# Rules of Thumb for Water Use on Lawns and Gardens



## mathewhayden (Jul 28, 2009)

1. One deep watering is much better than watering several times lightly.
2. Lawns need about 1 inch of water each week. If the weather is very hot, apply an inch of water about every 3 days.
3. Watering to a depth of 4-6 inches encourages deeper, healthier root development. It allows longer periods between watering.
4. To measure the water, put an empty tuna can (or cat food can) on the lawn while watering. Stop watering when the can is full or if you notice water running off the lawn.


----------



## SlowRollin' (Jul 29, 2009)

Good info!

I would add the timing to water your lawns is important if you reside in a hot climate.  

In Texas, we're experiencing triple digit temps in midday.  Watering in the afternoon just evaporates before it has time to soak into the roots and could kill/cook the grass.

Watering at night will just leave the water sitting on the lawn.

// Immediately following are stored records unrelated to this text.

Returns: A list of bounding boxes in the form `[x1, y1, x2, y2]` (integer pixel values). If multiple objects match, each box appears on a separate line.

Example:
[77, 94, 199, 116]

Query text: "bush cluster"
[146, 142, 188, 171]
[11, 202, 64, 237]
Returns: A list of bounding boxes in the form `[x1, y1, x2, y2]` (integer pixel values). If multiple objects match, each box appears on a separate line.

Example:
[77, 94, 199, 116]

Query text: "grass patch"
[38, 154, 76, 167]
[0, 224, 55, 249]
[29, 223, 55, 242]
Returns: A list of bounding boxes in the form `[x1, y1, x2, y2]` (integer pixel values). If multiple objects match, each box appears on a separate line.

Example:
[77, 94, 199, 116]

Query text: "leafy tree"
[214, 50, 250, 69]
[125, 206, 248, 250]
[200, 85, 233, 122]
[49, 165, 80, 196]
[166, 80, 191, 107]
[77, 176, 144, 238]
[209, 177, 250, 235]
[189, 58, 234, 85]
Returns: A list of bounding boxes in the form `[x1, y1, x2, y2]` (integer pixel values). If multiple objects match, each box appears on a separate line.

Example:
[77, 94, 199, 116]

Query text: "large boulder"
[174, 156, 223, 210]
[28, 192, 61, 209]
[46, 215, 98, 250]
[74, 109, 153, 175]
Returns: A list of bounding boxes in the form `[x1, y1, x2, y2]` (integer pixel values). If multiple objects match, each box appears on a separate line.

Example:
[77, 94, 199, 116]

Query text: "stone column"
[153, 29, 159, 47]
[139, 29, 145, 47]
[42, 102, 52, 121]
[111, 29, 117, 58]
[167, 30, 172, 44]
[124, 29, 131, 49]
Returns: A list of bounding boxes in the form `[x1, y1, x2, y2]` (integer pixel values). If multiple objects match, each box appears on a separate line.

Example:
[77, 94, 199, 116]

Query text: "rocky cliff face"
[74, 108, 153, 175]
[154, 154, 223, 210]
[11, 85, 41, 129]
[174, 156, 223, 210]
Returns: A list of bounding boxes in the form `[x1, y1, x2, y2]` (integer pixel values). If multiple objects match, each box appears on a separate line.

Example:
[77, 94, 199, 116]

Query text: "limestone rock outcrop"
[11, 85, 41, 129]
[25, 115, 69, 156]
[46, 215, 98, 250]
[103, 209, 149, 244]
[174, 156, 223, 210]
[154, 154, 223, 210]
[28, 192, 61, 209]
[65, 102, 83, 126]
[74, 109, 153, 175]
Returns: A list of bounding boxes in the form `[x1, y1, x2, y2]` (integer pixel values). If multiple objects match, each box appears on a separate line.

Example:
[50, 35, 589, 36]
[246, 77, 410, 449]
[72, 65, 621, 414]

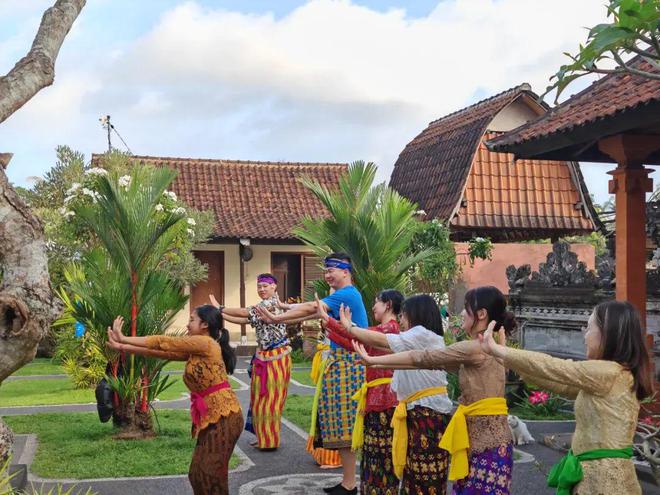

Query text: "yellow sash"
[308, 357, 328, 438]
[439, 397, 508, 481]
[310, 343, 329, 384]
[391, 386, 448, 479]
[350, 377, 393, 451]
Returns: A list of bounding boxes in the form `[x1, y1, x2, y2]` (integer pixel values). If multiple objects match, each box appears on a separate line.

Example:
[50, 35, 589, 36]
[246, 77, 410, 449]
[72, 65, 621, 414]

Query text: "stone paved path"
[5, 358, 658, 494]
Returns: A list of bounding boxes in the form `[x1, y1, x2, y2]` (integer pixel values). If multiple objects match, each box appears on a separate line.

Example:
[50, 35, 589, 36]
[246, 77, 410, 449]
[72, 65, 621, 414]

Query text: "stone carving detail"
[506, 264, 531, 291]
[532, 241, 596, 287]
[507, 241, 606, 291]
[595, 254, 615, 290]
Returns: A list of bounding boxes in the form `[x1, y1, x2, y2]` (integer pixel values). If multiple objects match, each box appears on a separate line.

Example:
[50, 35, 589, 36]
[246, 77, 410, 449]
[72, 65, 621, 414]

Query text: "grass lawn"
[11, 358, 64, 376]
[0, 376, 241, 407]
[12, 358, 186, 378]
[289, 369, 315, 387]
[283, 394, 314, 432]
[4, 411, 239, 478]
[509, 406, 574, 421]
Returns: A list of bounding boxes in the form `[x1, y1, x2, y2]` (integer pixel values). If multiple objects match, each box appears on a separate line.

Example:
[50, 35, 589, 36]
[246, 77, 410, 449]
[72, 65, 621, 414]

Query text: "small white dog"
[507, 415, 535, 445]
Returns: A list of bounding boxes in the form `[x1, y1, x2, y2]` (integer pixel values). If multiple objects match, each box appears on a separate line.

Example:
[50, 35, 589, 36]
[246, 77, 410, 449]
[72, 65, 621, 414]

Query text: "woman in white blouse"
[338, 294, 451, 494]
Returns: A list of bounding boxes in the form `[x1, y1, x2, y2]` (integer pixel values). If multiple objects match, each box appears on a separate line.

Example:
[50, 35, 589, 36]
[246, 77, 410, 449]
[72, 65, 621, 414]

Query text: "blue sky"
[0, 0, 623, 204]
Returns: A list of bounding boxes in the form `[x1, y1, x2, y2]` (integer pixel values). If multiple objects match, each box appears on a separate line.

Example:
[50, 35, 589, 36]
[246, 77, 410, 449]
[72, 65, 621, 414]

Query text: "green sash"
[547, 447, 633, 495]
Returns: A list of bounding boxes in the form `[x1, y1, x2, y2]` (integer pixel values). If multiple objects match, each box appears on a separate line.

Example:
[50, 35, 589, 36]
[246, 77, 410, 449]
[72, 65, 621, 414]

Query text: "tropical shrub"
[407, 219, 459, 296]
[53, 328, 106, 389]
[57, 166, 189, 435]
[467, 237, 493, 264]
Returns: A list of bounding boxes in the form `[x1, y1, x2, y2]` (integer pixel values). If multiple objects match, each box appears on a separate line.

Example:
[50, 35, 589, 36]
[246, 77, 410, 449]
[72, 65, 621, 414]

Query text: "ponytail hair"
[464, 286, 517, 336]
[194, 304, 237, 374]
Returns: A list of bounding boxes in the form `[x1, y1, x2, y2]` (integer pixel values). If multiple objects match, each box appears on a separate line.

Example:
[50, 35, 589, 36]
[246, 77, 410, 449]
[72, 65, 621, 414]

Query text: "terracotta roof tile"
[91, 154, 347, 240]
[389, 81, 600, 240]
[487, 55, 660, 156]
[390, 84, 536, 221]
[450, 133, 596, 239]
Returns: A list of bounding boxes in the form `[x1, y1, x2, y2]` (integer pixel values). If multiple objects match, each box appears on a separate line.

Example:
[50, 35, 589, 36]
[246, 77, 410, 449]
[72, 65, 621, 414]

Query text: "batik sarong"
[249, 344, 292, 449]
[189, 410, 243, 495]
[317, 346, 365, 449]
[361, 408, 398, 495]
[451, 443, 513, 495]
[401, 406, 450, 495]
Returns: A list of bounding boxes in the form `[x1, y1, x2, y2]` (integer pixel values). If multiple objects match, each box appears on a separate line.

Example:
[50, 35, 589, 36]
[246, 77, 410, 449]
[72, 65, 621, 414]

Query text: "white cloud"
[3, 0, 620, 202]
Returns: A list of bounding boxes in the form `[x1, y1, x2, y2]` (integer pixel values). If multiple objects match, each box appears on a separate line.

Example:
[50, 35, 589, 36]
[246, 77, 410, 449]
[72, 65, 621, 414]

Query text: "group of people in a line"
[106, 251, 653, 495]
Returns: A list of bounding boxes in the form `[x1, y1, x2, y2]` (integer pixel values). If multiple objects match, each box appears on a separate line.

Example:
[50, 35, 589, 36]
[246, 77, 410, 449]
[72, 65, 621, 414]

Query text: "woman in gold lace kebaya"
[354, 286, 515, 494]
[478, 300, 653, 495]
[107, 305, 242, 495]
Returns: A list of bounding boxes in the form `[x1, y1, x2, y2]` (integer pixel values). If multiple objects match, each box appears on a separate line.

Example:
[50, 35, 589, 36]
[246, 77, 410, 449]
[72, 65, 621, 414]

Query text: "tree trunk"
[0, 0, 86, 462]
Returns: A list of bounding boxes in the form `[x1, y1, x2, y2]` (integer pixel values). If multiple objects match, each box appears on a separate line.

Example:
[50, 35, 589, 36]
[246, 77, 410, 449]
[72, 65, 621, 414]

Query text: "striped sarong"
[249, 345, 292, 449]
[317, 346, 365, 449]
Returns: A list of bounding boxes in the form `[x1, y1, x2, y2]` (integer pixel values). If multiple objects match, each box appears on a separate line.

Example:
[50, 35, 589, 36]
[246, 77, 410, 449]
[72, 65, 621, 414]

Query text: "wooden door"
[191, 251, 224, 311]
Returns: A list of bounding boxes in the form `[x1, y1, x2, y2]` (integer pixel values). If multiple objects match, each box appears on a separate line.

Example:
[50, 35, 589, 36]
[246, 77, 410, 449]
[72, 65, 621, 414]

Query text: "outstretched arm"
[353, 342, 417, 369]
[339, 305, 390, 351]
[478, 321, 615, 397]
[209, 294, 249, 318]
[223, 313, 249, 325]
[255, 301, 317, 323]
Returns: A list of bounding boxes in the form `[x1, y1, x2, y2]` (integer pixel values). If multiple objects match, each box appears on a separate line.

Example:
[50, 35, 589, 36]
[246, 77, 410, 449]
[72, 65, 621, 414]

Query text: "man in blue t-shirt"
[256, 252, 367, 495]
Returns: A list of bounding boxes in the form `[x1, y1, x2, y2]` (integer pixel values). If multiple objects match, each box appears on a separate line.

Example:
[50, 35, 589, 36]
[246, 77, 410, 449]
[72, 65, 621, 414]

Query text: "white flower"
[66, 183, 81, 195]
[63, 195, 75, 205]
[58, 207, 67, 215]
[155, 203, 164, 212]
[174, 207, 186, 215]
[164, 191, 177, 202]
[187, 229, 195, 237]
[474, 237, 486, 242]
[85, 167, 108, 176]
[63, 210, 75, 219]
[187, 217, 196, 226]
[82, 187, 95, 197]
[414, 209, 427, 216]
[118, 175, 131, 187]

This prolonged moisture can lead to molds and fungi.

Best to water early in the a.m. and follow the Rules of Thumb you listed.
Again, good info.


----------



## Huh? (Sep 29, 2009)

Do ya'll enjoy lawn maintnence. I recently converted to all local vegetation (wildflowers and some such). I use very little water and I have the pretiest yard on the block. When everybody elses started to brown and die as we went in to mandatory water restrictions mine was flurishing.


----------



## okceg (Dec 16, 2009)

Care to share some tips? I often end up with a dry lawn even if I water them frequently on dry days.


----------



## imported_frozenstar (Feb 11, 2010)

Thank you very much for those tips matthew!


----------